Z2H Video 3, round 2, finished watching [Post #18, Day 38]

I have finished working my way through Video 3 the second time.

I understood most of what was presented. I am still not solid on my understanding of what the embedding vectors are and how number of dimensions affects them and the performance of the neural network model.

Now time for some exercises.


E01: Tune the hyperparameters of the training to beat my best validation loss of 2.2

The parameters I tried adjusting were:

  • block size, i.e., the context length
  • number of embedding vector dimensions
  • number of neurons in hidden layer
  • minibatch size
  • number of training iterations

I also tried removing name repeats in the data set.

Here is my experiments log:

# experiment log

# andrej reference values
# train loss = 2.13, val loss = 2.16, test loss = 2.16

# block size = 4
# train loss = 2.15, val loss = 2.19, test loss = 2.19
# determination: worse

# block size = 5
# train loss = 2.20, val loss = 2.23, test loss = 2.23
# determination: worse

# removed repeats from data set
# train loss = 2.13, val loss = 2.16, test loss = 2.18
# determination: worse, interesting

# embedding vector dimensions = 15
# train loss = 2.09, val loss = 2.15, test loss = 2.14
# determination: better

# embedding vector dimensions = 20
# train loss = 2.07, val loss = 2.14, test loss = 2.15
# determination: better

# hidden layer neurons = 300
# train loss = 2.10, val loss = 2.18, test loss = 2.17
# determination: worse

# minibatch size = 64
# train loss = 2.11, val loss = 2.15, test loss = 2.15
# determination: better

# training iterations = 300000
# train loss = 2.12, val loss = 2.18, test loss = 2.18
# determination: worse

# minibatch size = 128
# train loss = 2.12, val loss = 2.16, test loss = 2.16
# determination: same

# embedding vector dimensions = 15, minibatch size = 64
# train loss = 2.08, val loss = 2.14, test loss = 2.1419
# determination: better ***BEST SO FAR***

# repeat experiment, embedding vector dimensions = 15
# train loss = 2.08, val loss = 2.15, test loss = 2.17
# determination: worse, unexpected since this was a repeat experiment, demonstrating non-reproducibility
# could be due to random shuffle during data set splitting
# and the initializations are random, but maybe not with seeded generator?

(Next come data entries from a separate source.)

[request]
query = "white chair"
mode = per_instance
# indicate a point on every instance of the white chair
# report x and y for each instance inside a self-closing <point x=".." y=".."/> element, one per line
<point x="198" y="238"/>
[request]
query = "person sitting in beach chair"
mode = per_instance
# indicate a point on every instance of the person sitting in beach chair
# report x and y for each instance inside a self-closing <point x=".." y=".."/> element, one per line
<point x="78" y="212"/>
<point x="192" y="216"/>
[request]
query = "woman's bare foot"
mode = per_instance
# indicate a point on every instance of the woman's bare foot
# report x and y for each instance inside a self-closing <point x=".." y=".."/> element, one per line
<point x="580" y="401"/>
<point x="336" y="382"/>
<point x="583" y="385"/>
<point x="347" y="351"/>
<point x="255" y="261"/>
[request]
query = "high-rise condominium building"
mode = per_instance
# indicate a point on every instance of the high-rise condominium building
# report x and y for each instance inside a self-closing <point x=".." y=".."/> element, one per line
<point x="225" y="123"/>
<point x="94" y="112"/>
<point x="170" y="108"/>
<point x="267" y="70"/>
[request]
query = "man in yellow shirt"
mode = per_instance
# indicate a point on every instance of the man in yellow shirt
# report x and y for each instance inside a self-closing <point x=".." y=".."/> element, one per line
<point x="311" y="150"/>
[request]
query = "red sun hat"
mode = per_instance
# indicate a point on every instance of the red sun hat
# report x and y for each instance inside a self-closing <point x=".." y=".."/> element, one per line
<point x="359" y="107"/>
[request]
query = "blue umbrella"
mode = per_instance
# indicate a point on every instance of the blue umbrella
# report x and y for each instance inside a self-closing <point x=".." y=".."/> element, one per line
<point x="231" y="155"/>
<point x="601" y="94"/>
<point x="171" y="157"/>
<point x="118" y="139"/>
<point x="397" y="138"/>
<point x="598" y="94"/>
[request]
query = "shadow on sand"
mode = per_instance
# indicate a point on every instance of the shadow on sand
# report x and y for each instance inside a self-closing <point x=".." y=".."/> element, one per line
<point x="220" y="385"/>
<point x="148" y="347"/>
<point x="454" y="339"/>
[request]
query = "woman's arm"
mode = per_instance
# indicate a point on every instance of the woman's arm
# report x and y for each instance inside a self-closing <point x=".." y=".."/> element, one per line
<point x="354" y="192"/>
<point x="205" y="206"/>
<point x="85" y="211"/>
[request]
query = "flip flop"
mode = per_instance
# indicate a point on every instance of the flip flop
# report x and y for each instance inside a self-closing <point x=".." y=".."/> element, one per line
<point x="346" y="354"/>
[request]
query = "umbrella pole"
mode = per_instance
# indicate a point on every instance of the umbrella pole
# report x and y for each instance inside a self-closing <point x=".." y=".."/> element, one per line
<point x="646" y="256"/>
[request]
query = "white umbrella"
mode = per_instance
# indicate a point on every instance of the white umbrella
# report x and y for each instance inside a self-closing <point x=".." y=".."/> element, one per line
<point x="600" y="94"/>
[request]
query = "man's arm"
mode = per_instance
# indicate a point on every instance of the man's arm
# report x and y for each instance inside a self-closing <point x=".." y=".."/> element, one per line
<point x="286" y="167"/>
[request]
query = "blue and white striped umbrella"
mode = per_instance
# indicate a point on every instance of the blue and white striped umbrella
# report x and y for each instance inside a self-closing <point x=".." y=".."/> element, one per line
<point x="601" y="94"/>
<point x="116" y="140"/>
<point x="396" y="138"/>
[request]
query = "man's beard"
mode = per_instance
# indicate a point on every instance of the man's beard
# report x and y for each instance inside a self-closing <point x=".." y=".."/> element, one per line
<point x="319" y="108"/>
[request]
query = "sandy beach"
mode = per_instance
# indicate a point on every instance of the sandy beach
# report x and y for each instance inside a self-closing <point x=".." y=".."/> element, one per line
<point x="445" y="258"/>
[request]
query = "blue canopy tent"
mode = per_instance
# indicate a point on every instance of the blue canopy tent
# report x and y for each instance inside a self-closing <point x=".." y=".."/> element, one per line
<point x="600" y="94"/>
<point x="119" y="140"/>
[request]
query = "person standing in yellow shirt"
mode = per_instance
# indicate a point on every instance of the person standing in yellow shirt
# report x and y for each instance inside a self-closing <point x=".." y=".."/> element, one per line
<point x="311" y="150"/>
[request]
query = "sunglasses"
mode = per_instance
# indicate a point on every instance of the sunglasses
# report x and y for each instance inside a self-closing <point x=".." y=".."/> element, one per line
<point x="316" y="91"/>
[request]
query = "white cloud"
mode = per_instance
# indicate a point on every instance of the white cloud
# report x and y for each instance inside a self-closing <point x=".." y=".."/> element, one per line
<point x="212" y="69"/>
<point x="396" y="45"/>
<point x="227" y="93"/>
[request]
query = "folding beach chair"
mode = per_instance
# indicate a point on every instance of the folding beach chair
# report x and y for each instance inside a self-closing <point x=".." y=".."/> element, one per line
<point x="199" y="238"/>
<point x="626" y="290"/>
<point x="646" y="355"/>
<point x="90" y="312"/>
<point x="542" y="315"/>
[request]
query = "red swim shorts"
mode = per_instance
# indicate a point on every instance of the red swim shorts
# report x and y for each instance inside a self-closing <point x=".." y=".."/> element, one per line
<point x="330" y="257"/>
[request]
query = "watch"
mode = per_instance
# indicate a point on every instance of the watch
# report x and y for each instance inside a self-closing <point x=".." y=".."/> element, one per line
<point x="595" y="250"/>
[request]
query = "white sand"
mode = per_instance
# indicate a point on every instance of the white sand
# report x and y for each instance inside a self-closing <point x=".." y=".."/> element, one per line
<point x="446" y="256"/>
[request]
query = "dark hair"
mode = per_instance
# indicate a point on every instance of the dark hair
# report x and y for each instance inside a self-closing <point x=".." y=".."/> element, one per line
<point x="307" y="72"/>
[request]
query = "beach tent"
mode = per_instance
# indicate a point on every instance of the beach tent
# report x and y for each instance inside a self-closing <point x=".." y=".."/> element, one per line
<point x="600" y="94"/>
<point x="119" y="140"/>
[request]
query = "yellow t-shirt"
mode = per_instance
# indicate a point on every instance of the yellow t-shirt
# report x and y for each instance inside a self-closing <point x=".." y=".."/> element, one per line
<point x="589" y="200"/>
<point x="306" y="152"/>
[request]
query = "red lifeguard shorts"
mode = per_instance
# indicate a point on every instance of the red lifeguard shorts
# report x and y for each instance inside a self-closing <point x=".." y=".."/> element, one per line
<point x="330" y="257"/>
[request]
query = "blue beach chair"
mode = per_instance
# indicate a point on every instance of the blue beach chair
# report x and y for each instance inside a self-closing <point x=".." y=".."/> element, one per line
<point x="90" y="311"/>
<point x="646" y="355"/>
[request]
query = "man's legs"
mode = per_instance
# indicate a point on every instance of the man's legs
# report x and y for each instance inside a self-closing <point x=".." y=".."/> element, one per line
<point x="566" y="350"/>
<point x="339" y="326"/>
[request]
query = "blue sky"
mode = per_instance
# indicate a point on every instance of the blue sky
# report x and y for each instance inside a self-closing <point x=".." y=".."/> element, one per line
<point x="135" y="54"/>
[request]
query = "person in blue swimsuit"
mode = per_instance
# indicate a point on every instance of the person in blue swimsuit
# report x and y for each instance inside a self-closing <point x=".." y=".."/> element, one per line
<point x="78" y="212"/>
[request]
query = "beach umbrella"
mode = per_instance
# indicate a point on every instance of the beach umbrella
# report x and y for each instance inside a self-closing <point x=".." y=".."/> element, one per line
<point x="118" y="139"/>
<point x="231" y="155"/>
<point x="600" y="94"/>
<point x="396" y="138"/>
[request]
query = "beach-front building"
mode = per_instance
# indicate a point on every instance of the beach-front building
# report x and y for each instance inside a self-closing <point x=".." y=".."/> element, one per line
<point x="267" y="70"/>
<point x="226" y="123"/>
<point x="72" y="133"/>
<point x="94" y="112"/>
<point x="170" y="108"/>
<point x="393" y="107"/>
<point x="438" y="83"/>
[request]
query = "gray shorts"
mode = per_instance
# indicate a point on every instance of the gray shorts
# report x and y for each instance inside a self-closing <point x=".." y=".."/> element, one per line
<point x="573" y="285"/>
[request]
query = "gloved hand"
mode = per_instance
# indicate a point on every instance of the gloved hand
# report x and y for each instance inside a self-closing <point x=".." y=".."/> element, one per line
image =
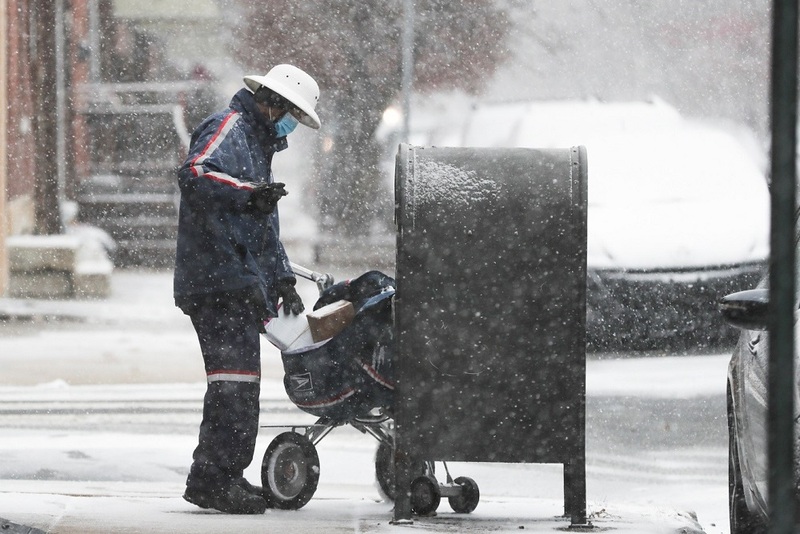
<point x="292" y="303"/>
<point x="265" y="197"/>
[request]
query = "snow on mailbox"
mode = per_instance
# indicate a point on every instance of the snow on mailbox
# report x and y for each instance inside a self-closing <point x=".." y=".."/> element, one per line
<point x="491" y="311"/>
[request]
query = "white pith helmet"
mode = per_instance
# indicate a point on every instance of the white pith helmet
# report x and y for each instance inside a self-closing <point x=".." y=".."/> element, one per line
<point x="294" y="85"/>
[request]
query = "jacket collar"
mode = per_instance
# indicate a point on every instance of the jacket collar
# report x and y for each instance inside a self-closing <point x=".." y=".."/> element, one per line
<point x="264" y="128"/>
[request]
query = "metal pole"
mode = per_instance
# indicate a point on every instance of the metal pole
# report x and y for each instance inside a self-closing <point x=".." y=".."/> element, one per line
<point x="783" y="111"/>
<point x="94" y="41"/>
<point x="3" y="153"/>
<point x="61" y="108"/>
<point x="408" y="64"/>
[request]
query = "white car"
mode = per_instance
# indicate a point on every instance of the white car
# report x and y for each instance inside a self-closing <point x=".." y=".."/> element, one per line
<point x="678" y="213"/>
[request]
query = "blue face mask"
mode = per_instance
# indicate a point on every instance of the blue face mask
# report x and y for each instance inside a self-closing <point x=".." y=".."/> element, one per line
<point x="285" y="125"/>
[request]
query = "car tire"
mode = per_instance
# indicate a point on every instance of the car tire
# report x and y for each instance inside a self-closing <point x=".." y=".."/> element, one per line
<point x="742" y="520"/>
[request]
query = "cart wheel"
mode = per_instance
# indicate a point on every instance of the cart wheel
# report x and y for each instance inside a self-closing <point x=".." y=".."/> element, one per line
<point x="425" y="495"/>
<point x="385" y="471"/>
<point x="467" y="500"/>
<point x="290" y="471"/>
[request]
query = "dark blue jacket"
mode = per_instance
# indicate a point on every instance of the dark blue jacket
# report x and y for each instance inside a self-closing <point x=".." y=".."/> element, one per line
<point x="224" y="245"/>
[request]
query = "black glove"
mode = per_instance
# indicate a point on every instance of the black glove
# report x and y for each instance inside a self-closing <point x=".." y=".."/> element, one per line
<point x="265" y="197"/>
<point x="292" y="303"/>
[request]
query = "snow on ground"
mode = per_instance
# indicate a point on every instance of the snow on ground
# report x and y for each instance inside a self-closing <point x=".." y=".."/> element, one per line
<point x="111" y="460"/>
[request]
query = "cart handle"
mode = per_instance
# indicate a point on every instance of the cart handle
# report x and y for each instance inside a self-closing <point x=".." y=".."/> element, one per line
<point x="323" y="281"/>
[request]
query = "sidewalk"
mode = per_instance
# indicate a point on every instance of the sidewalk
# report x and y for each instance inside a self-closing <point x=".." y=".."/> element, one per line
<point x="127" y="477"/>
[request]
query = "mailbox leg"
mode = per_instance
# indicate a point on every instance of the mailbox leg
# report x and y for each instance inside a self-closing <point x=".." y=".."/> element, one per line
<point x="575" y="492"/>
<point x="402" y="503"/>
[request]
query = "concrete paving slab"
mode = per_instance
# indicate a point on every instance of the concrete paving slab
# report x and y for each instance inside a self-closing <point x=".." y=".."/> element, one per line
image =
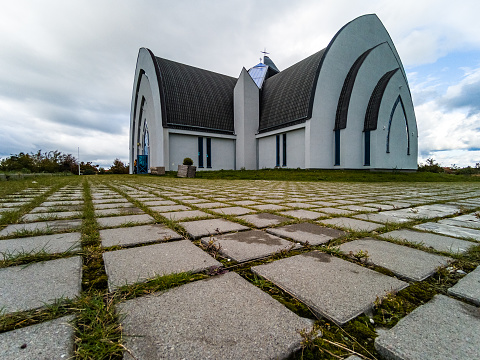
<point x="52" y="339"/>
<point x="200" y="228"/>
<point x="351" y="224"/>
<point x="122" y="220"/>
<point x="307" y="232"/>
<point x="469" y="220"/>
<point x="29" y="287"/>
<point x="379" y="206"/>
<point x="51" y="244"/>
<point x="211" y="205"/>
<point x="234" y="210"/>
<point x="434" y="241"/>
<point x="249" y="245"/>
<point x="269" y="207"/>
<point x="166" y="208"/>
<point x="334" y="288"/>
<point x="300" y="205"/>
<point x="245" y="202"/>
<point x="335" y="211"/>
<point x="51" y="216"/>
<point x="189" y="214"/>
<point x="448" y="230"/>
<point x="468" y="287"/>
<point x="130" y="266"/>
<point x="134" y="235"/>
<point x="119" y="211"/>
<point x="303" y="214"/>
<point x="262" y="220"/>
<point x="408" y="263"/>
<point x="357" y="208"/>
<point x="42" y="226"/>
<point x="443" y="329"/>
<point x="386" y="217"/>
<point x="157" y="202"/>
<point x="224" y="317"/>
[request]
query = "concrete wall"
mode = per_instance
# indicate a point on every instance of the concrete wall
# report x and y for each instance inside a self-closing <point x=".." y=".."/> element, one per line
<point x="183" y="145"/>
<point x="348" y="44"/>
<point x="145" y="87"/>
<point x="246" y="109"/>
<point x="267" y="153"/>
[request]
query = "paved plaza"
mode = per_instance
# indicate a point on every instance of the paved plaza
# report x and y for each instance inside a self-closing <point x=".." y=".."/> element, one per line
<point x="338" y="248"/>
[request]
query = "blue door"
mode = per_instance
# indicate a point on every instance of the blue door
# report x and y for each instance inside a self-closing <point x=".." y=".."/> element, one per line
<point x="142" y="164"/>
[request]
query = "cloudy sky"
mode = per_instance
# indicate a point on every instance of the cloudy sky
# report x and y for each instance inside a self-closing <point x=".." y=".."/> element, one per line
<point x="67" y="67"/>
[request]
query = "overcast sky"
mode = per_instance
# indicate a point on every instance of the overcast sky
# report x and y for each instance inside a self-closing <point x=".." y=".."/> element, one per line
<point x="67" y="67"/>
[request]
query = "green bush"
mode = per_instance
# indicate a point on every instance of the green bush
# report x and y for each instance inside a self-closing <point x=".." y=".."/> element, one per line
<point x="187" y="161"/>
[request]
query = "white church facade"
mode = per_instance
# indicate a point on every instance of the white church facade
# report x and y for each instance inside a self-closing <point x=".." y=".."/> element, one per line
<point x="347" y="106"/>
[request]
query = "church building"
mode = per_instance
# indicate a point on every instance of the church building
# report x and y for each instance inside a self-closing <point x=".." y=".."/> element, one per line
<point x="347" y="106"/>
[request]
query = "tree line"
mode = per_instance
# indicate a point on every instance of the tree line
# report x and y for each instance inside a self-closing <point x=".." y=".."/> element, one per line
<point x="56" y="162"/>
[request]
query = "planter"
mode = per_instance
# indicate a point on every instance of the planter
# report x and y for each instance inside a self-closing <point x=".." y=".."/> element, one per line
<point x="186" y="171"/>
<point x="159" y="170"/>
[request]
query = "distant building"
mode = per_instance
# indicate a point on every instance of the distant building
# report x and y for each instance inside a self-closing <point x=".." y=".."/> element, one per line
<point x="347" y="106"/>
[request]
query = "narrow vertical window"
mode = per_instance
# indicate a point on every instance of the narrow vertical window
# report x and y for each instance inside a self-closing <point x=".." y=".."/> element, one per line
<point x="337" y="147"/>
<point x="209" y="153"/>
<point x="278" y="150"/>
<point x="200" y="151"/>
<point x="367" y="148"/>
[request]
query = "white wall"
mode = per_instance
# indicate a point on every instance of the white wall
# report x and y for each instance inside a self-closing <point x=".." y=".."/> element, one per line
<point x="183" y="145"/>
<point x="267" y="145"/>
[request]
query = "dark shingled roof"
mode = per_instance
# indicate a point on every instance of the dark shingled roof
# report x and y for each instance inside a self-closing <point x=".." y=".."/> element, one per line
<point x="287" y="97"/>
<point x="195" y="98"/>
<point x="346" y="94"/>
<point x="371" y="115"/>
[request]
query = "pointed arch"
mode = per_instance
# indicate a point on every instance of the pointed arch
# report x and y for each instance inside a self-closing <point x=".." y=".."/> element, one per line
<point x="398" y="101"/>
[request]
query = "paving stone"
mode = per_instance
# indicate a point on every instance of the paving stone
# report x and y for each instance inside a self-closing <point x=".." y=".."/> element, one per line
<point x="408" y="263"/>
<point x="334" y="288"/>
<point x="335" y="211"/>
<point x="211" y="205"/>
<point x="42" y="226"/>
<point x="122" y="220"/>
<point x="129" y="266"/>
<point x="137" y="235"/>
<point x="300" y="205"/>
<point x="182" y="215"/>
<point x="224" y="317"/>
<point x="235" y="210"/>
<point x="157" y="202"/>
<point x="269" y="207"/>
<point x="307" y="232"/>
<point x="110" y="201"/>
<point x="51" y="244"/>
<point x="51" y="216"/>
<point x="469" y="221"/>
<point x="357" y="208"/>
<point x="245" y="202"/>
<point x="443" y="328"/>
<point x="28" y="287"/>
<point x="353" y="224"/>
<point x="200" y="228"/>
<point x="166" y="208"/>
<point x="437" y="242"/>
<point x="52" y="339"/>
<point x="303" y="214"/>
<point x="249" y="245"/>
<point x="379" y="206"/>
<point x="468" y="288"/>
<point x="262" y="220"/>
<point x="448" y="230"/>
<point x="119" y="211"/>
<point x="62" y="203"/>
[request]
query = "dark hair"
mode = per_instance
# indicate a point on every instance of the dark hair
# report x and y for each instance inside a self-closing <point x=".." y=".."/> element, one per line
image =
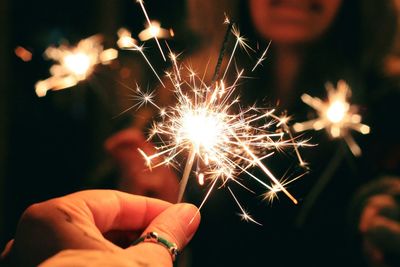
<point x="353" y="48"/>
<point x="362" y="32"/>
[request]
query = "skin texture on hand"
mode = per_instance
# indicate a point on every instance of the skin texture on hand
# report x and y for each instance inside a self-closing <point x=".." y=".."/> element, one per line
<point x="74" y="227"/>
<point x="136" y="176"/>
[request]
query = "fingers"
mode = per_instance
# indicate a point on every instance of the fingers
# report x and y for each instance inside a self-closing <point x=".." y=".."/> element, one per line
<point x="176" y="224"/>
<point x="114" y="210"/>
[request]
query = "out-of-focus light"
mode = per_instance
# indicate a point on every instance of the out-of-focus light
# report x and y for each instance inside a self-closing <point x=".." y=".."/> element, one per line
<point x="23" y="54"/>
<point x="154" y="31"/>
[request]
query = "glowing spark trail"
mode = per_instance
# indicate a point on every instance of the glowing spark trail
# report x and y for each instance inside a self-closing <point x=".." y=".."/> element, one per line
<point x="219" y="137"/>
<point x="336" y="115"/>
<point x="150" y="25"/>
<point x="74" y="64"/>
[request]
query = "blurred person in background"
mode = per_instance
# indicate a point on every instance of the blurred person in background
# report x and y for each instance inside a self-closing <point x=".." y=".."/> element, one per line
<point x="313" y="42"/>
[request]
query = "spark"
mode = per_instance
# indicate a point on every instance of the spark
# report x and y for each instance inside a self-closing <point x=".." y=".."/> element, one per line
<point x="141" y="3"/>
<point x="208" y="126"/>
<point x="74" y="63"/>
<point x="336" y="115"/>
<point x="125" y="39"/>
<point x="154" y="30"/>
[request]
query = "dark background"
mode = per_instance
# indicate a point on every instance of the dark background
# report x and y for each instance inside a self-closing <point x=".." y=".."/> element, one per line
<point x="50" y="146"/>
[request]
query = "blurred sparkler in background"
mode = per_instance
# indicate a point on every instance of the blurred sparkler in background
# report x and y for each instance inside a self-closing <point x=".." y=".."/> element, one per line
<point x="336" y="115"/>
<point x="207" y="123"/>
<point x="74" y="63"/>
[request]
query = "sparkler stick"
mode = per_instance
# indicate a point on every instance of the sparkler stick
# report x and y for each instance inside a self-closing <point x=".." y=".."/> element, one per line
<point x="186" y="173"/>
<point x="209" y="124"/>
<point x="263" y="57"/>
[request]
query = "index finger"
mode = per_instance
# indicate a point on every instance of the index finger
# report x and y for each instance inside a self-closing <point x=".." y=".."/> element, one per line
<point x="115" y="210"/>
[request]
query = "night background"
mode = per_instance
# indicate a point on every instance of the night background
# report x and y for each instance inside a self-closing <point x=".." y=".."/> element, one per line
<point x="52" y="146"/>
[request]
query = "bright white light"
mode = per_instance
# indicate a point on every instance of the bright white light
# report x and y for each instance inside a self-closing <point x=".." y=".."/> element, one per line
<point x="202" y="127"/>
<point x="78" y="63"/>
<point x="336" y="111"/>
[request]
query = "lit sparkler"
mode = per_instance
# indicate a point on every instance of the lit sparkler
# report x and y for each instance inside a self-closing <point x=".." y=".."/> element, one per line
<point x="154" y="30"/>
<point x="220" y="138"/>
<point x="74" y="64"/>
<point x="336" y="115"/>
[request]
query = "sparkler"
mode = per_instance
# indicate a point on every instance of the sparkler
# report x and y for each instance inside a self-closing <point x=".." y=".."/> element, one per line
<point x="74" y="64"/>
<point x="220" y="138"/>
<point x="154" y="30"/>
<point x="336" y="115"/>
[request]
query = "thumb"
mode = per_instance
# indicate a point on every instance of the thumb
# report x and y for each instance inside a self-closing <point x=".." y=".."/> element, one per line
<point x="177" y="224"/>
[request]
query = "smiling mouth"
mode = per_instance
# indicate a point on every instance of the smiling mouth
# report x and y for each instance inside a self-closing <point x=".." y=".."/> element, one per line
<point x="296" y="4"/>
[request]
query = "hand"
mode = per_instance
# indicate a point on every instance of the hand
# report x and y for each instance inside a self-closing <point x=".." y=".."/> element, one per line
<point x="84" y="227"/>
<point x="380" y="227"/>
<point x="136" y="177"/>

# repeat experiment again, embedding vector dimensions = 15
# train loss = 2.08, val loss = 2.17, test loss = 2.15
# determination: same

# repeat experiment again without reshuffling data set split, embedding vector dimensions = 15
# train loss = 2.09, val loss = 2.17, test loss = 2.15
# determination: same

So for the best result I had:

# embedding vector dimensions = 15, minibatch size = 64
# train loss = 2.08, val loss = 2.14, test loss = 2.1419
# determination: better ***BEST SO FAR***

Which is marginally better than Andrej's.

I tried running these experiments in the Google Colab notebook but the processing time took forever, is that because the computations run on a server rather than my laptop?

I just checked my laptop specs:

  • Model name: MacBook Pro (14-inch)
  • Model release date: November 2023
  • Chip: Apple M3
  • Memory (RAM): 8 GB
  • Storage: 500 GB
  • Number of cores: 8 (4 performance and 4 efficiency)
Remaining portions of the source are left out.